With that nuisance off my back, I began a regime of self-education. Besides English, mathematics, and the sciences, I studied Confucius’ Analects and other Chinese classics under the knowing eye of my grandfather, a classical scholar. I read as many books as I could lay my hands on.

In the dark absurdity and hysterical insanity of the Cultural Revolution, books became my best friends. The knowledge and wisdom I gained from them enlightened me and above all else, inspired me with hope.

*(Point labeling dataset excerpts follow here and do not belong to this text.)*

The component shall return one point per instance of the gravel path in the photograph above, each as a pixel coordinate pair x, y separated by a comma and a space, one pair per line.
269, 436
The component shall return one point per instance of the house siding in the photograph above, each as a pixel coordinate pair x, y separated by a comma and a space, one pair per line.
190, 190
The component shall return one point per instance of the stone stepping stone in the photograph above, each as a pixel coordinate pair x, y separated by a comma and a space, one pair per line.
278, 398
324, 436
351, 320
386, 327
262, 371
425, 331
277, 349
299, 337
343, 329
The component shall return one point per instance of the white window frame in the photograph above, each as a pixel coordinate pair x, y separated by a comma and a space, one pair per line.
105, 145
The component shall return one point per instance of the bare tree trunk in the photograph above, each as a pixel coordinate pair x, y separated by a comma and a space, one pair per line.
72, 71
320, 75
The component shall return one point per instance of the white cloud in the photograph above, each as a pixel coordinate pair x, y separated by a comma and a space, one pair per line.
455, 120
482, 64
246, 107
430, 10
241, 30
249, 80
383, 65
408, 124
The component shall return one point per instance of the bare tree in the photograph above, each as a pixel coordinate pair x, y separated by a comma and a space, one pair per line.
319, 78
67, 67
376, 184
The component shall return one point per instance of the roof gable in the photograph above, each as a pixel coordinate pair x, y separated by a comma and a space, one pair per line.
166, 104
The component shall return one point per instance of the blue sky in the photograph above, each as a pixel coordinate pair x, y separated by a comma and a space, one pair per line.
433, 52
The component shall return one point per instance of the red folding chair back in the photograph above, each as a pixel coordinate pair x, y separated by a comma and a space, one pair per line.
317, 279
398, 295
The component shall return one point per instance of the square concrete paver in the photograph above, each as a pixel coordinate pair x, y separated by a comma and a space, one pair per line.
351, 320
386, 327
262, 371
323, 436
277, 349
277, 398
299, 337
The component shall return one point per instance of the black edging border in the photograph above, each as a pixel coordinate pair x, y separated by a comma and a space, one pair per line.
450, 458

My reading was extensive, ranging from The Book of Changes to Tao Te Ching, from The Intrigues of the Warring States to The Records of the Historian, from Zhenguan Zhengyao to The Comprehensive Mirror to Rulers, from The Chronicles of the Three Kingdoms to The History of the Ming Dynasty. I took great delight traversing the vast panoply of China’s history.

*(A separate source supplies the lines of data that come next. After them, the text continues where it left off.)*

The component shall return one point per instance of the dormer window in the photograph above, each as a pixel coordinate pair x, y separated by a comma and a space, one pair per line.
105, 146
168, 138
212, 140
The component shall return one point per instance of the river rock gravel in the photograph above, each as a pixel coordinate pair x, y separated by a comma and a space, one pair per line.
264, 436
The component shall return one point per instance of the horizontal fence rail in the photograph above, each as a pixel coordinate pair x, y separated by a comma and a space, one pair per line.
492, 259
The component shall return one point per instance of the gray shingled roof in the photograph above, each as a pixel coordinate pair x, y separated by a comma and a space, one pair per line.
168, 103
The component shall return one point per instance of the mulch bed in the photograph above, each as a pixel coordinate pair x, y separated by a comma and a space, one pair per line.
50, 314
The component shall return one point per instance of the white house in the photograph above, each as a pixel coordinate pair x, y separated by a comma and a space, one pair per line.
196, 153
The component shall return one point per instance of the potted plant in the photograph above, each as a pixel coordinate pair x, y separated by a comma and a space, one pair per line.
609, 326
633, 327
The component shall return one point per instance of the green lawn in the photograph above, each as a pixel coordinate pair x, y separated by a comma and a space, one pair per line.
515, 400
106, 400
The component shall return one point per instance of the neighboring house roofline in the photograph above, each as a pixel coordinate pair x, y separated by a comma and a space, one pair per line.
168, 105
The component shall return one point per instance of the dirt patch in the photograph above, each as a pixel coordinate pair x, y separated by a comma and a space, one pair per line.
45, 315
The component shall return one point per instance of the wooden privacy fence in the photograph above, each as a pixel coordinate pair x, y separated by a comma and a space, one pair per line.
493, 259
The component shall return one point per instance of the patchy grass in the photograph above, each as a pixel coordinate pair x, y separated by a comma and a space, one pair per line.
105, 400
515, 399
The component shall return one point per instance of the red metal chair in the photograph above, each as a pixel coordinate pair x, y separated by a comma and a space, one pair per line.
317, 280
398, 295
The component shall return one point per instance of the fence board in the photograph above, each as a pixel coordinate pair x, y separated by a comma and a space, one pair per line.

I made copious notes while I was reading. Years later it was these notes that provided the germination for this book. Working in corporate America, the practical value of the wisdom embedded in these classics often comes back to me as fresh and relevant as when I first discovered it. Wisdom is not one-dimensional or singly focused; wisdom is rich in variety and kaleidoscopic in manifestation. Although it is impossible to examine all treasures of China’s timeless wisdom in a single volume like this, I will call your attention to the gems in the treasure trove in the following pages.